FIG. 1 shows an embodiment of a fluid control valve according to the present invention. The fluid control valve 1 is a normally closed fluid control valve that maintains a valve closed state when not operated. The fluid control valve 1 controls a flow of a fluid such as a gas or a chemical solution, and operates the valve mechanism 2. It has a cylinder operation unit 3 and a control unit 80 that controls the cylinder operation unit 3. The valve mechanism 2 includes a fluid input port 5,
An output port 6, flow paths 5a and 6a communicating these ports 5 and 6, a valve chamber 7 in which these flow paths 5a and 6a are opened, and a valve surrounding the opening of one flow path 5a in the valve chamber 7 A valve body 4 having a seat 8 and a valve body 9 for opening and closing the valve seat 8 are provided.

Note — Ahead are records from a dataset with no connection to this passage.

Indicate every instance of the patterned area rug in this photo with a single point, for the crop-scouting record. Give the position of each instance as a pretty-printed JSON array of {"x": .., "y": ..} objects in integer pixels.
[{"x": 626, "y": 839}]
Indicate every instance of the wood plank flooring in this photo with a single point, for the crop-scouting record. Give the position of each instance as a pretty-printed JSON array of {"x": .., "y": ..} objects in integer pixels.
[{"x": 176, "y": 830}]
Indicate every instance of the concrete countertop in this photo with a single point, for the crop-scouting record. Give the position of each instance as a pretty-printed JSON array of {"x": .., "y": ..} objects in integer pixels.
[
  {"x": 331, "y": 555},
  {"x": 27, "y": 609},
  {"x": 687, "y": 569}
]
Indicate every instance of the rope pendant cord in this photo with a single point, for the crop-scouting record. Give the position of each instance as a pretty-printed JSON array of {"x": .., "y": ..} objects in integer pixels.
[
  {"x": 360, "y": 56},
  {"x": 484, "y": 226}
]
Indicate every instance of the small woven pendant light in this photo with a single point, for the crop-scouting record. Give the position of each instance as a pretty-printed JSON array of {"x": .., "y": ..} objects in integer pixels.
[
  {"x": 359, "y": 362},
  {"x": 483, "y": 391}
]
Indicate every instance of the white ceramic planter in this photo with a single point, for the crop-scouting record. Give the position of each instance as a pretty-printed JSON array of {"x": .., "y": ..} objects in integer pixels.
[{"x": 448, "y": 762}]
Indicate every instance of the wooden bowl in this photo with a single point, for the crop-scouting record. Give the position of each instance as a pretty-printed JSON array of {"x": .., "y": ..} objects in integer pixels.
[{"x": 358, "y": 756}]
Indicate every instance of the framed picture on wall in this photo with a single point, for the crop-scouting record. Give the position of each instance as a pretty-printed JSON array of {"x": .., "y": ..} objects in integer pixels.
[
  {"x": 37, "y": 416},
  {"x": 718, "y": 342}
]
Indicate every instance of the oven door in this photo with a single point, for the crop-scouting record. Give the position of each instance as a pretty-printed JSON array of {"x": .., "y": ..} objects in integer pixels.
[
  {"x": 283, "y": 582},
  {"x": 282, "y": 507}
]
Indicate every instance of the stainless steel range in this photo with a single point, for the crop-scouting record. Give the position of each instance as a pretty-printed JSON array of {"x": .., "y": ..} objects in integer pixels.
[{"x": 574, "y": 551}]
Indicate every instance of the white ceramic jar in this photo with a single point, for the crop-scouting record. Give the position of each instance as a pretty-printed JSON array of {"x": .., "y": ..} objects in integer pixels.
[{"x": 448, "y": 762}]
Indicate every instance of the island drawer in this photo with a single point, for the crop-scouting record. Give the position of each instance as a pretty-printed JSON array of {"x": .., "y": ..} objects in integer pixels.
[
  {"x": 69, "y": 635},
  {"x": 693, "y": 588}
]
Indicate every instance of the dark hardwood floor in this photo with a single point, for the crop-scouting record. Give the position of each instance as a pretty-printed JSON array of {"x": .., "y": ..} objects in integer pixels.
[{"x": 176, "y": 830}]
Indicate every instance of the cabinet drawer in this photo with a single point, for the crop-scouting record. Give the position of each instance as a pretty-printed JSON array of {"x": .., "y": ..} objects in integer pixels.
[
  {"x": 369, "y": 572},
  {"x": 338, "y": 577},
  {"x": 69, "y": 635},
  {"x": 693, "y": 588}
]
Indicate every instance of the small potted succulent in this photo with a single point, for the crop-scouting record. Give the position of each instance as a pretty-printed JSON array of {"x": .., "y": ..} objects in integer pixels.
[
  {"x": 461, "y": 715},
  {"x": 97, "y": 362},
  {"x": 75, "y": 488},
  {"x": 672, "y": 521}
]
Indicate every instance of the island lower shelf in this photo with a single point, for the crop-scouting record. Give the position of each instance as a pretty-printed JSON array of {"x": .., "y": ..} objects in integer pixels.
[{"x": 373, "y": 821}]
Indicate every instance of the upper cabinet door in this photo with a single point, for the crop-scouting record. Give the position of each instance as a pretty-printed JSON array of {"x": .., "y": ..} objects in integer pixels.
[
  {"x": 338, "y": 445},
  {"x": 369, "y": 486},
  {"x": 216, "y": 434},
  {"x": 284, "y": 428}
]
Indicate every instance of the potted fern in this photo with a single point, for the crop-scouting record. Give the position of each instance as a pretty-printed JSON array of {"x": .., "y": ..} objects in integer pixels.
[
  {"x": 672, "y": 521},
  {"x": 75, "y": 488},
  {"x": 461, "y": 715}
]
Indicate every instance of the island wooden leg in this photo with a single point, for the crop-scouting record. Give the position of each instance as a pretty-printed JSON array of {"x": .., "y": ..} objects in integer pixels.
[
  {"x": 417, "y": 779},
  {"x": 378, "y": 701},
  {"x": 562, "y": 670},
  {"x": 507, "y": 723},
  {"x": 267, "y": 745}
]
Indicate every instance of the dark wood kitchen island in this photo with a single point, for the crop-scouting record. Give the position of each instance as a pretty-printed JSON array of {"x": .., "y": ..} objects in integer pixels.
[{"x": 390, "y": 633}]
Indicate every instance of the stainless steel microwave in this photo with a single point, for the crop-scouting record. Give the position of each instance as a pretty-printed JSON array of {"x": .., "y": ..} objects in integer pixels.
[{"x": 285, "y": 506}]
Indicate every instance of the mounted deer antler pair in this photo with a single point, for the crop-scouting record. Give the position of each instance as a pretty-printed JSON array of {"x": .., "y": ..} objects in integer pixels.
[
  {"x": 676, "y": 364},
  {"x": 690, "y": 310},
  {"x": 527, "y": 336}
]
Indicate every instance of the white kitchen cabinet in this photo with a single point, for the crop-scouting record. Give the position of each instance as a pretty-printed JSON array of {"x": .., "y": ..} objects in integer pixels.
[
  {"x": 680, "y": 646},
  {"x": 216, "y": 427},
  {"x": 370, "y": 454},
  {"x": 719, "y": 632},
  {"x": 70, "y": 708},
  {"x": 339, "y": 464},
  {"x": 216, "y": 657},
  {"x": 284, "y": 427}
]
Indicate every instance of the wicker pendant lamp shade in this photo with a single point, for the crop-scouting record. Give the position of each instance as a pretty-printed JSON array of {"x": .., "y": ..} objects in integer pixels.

The cylinder operating section 3 includes a cylinder tube 30 connected to the valve body 4 so as to be coaxial with the valve stem 10 of the valve body 9, and the interior of the cylinder tube main body 30 formed of two piston chambers 33. , 34, and a partition 35 slidably penetrates the center of the partition 35, and the tip extends to a position close to the valve 9 in the valve body 4 to open and close the valve 9 by moving forward and backward. A valve stem 10 to be
A valve spring 11 for urging the valve rod 10 in the valve closing direction; and a valve spring 10 slidably disposed in each of the piston chambers 33 and 34 to oppose the urging force of the valve spring 11. Pistons 36 and 37 for driving the pistons in the valve opening direction, and pressure chambers 33 respectively formed on the pressure receiving surface side of each piston 36 and 37.
a, 34a, two operation ports 41, 42 for supplying and discharging pressure fluid to and from the pressure chambers 33a, 34a, and passages 43, 44 connecting the operation ports 41, 42 to the pressure chambers 33a, 34a. And

More specifically, the cylinder tube 30 has a space in which the upper part is opened and the lower part is closed, and the space is divided into two parts, an upper piston chamber 33 and a lower piston chamber 34 by a partition wall 35. While being partitioned,
A cylinder tube main body 31 having two operation ports 41 and 42 and passages 43 and 44, and a connection tube 3 for connecting the cylinder tube main body 31 to the valve body 4;
The connection tube 32 houses a valve stem 10 protruding from the cylinder tube main body 31 and a valve spring 11 for urging the valve stem 10 in the valve closing direction. The valve body 4 has a hollow cylindrical portion 4a surrounding the valve chamber 7.
The lower part of the diaphragm holder 16 and the connecting tube 32 is housed in the hollow cylindrical part 4a, and the inner diameter of the hollow cylindrical part 4a is the outer diameter of the connecting tube 32 and the outer part of the diaphragm holder 16. Diaphragm retainer 16 has a hole in which a hollow cylindrical valve holder 13 is slidably inserted at the center thereof, and has an annular groove 16a for accommodating a valve spring 17 on its upper surface. .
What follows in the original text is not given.